Quick Take On Gold’s Drop, Oil’s Collapse And Worries About An Oil-Driven Credit Collapse
We all know that the major central banks around the world are on the same page when it comes to inflation: They want it higher. One member of the European Central Bank’s executive board, Yves Mensch, went so far as to suggest that Europe’s central bank might buy gold in an effort to ratchet up the inflation rate.
Today OPEC decided to take no action to stem the glut of oil depressing the price in global markets. The oil price is the chief driver of price inflation, thus with OPEC showing little interest in propping up the price, deflation starts to dominate market thinking. Thus the drop in various currencies – a miserable day for the British pound (the BoE is trying desperately to create inflation in the UK) – and the drop in gold.
CNBC ran a headline asking Could the oil collapse cause the next credit crisis? “It’s not just the Saudis who could get much poorer from the oil price free fall,” says CNBC. “Everyone could suffer if the collapse triggers a wave of defaults through the high-yield debt market, and in turn, hits stocks. The first to fall: the banks that were last hit by the housing crisis. Why could that happen?
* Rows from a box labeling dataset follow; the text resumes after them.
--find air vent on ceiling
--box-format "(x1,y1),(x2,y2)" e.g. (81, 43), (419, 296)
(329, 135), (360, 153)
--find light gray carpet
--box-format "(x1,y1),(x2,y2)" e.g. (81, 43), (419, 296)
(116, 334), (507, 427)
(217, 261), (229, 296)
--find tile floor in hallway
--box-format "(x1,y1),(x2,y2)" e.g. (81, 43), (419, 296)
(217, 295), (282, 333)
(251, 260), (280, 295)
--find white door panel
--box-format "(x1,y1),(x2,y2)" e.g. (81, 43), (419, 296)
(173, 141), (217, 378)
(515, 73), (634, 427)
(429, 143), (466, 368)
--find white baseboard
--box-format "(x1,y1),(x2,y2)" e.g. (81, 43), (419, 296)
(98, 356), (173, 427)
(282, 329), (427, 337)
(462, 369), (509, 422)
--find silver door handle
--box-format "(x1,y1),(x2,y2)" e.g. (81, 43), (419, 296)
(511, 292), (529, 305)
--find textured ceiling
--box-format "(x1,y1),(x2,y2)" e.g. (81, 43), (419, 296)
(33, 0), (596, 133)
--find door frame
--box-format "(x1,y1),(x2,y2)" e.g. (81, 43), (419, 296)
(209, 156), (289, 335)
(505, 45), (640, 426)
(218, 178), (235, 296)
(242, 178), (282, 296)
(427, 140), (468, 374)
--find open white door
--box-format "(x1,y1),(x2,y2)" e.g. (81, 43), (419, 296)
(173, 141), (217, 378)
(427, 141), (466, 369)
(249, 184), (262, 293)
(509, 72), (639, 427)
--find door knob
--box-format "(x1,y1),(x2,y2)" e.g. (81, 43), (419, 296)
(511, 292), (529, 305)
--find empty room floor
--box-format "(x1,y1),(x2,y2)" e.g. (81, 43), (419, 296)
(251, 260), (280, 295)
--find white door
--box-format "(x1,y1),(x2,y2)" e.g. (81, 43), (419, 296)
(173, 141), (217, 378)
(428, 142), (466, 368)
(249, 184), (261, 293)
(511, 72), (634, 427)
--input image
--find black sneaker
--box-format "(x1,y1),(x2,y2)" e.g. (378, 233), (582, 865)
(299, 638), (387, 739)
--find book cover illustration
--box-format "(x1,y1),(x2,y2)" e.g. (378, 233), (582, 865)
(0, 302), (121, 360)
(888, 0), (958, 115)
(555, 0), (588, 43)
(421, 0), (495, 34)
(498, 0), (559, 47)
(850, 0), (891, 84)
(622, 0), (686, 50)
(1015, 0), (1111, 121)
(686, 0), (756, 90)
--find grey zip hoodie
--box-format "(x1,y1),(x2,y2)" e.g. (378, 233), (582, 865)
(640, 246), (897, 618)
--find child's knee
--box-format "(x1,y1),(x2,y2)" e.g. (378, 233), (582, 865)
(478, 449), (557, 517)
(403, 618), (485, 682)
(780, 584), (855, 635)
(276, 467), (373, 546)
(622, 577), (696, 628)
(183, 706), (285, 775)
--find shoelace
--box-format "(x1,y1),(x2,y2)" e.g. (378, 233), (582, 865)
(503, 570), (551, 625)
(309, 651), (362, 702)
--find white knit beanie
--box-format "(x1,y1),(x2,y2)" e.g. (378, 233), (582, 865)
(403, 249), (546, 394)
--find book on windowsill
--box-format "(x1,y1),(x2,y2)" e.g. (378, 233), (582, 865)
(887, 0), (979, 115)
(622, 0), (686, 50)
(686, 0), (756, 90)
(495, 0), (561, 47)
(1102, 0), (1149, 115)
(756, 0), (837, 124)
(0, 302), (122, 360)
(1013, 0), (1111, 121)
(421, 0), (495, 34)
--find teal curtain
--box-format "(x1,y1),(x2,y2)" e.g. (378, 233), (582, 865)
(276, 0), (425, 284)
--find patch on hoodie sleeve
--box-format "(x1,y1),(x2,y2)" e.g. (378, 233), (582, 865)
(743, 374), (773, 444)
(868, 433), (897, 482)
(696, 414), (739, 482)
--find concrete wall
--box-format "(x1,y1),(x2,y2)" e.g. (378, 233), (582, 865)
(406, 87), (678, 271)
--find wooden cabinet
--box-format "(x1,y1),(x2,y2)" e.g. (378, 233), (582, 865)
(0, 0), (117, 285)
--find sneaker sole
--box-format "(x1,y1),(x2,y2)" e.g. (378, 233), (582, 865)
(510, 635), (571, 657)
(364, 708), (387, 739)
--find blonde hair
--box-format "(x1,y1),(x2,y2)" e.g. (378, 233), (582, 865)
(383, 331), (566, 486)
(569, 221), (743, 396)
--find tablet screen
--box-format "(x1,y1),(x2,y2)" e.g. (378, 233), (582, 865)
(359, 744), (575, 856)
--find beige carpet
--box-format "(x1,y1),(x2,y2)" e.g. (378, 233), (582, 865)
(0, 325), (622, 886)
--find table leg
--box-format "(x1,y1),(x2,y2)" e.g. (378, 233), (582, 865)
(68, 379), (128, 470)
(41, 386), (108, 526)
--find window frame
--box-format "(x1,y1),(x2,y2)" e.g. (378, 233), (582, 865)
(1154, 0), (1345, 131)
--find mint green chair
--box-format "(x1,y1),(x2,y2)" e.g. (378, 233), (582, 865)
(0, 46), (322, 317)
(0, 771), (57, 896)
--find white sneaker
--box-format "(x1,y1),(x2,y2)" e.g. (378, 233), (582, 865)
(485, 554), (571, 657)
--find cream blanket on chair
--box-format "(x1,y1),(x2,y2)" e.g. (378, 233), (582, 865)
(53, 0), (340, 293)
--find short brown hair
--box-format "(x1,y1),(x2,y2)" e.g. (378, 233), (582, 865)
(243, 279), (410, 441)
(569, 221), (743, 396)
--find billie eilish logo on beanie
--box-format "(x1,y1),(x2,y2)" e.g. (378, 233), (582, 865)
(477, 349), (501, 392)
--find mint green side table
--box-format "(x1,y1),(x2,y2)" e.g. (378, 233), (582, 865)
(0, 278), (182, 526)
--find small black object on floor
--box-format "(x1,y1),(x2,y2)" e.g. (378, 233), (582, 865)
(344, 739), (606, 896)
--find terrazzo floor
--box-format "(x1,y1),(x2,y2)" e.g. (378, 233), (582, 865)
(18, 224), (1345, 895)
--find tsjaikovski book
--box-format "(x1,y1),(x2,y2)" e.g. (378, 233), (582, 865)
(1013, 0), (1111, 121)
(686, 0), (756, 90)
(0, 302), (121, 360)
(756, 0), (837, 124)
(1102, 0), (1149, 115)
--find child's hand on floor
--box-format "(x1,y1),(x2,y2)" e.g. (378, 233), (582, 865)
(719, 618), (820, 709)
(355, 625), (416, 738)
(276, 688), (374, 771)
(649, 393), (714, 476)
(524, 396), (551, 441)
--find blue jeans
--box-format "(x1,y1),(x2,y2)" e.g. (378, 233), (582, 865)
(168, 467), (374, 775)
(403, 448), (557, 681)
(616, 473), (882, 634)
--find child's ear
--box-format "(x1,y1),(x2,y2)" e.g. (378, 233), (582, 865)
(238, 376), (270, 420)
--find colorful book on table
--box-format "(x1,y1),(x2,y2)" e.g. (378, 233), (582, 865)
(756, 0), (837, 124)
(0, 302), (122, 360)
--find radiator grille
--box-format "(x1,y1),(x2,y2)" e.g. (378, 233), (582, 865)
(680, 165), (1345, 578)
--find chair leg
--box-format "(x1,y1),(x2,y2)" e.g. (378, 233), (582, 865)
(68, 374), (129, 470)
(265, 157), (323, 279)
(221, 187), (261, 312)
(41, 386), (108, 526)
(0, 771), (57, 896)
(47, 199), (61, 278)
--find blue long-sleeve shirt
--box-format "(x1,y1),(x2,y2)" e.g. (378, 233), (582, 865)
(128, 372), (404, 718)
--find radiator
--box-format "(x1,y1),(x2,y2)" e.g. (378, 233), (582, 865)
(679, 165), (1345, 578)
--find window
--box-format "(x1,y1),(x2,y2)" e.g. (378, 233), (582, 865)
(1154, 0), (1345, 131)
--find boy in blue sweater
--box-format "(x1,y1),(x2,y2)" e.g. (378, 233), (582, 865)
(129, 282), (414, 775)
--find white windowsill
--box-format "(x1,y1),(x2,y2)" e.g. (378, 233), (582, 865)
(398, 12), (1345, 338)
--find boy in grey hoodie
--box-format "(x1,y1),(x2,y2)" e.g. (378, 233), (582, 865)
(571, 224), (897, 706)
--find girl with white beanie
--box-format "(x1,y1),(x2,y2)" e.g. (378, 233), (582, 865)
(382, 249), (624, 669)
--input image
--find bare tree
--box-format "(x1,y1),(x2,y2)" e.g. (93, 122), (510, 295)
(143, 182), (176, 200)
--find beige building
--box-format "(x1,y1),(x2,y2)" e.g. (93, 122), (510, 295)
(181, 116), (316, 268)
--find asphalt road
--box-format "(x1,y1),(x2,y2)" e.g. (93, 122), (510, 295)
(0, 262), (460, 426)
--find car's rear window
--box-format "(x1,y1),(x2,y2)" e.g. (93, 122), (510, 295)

Well, energy companies make up anywhere from 15 to 20 percent of all U.S. junk debt, according to various sources.”
Gold is always the canary in the coal mine when it comes to these sudden shocks in the financial marketplace. Its reaction is quick and visceral, but the first market reaction is not always the real reaction. That will come later. Those who are driving gold down today on the commodities exchanges forget that gold’s rise over the last several years (despite its interim downside correction) has been in response to disinflation, not inflation — and demand remains strong due to concerns about the stability of the financial system itself. Gold rose like a phoenix from the ashes of the last financial crisis because it is a store of value and a portfolio insurance policy, not because prices were about to bolt higher. The gold as an inflation hedge bias is group think minus the advantage of objective analysis and the correct reading of recent history.
If the latest oil shock – this time in a southerly direction – creates knock on effects, we will hear a great deal about systemic risks in the days and weeks ahead. Recall that gold at first went south in the crisis of 2007 and 2008 and then headed sharply higher as investors moved to shore up their portfolio’s against the possibility of a showdown on Wall Street and within the banking system.
We are in a much different situation today than we were back then and the system as a whole still suffers from the damage done by the last crisis. If a crisis were to hit today, it would start with a much weaker line-up on the playing field than the last time around. Keep in mind too that all of this has occurred because quantitative easing on a global basis simply has not worked.
We suspect that gold and silver demand will grow stronger even if the price weakens, or perhaps because the price weakens. Those who understand the virtues of gold ownership are not going to suddenly go to their national currencies, or the banking system, as a defense. They will go to gold and silver.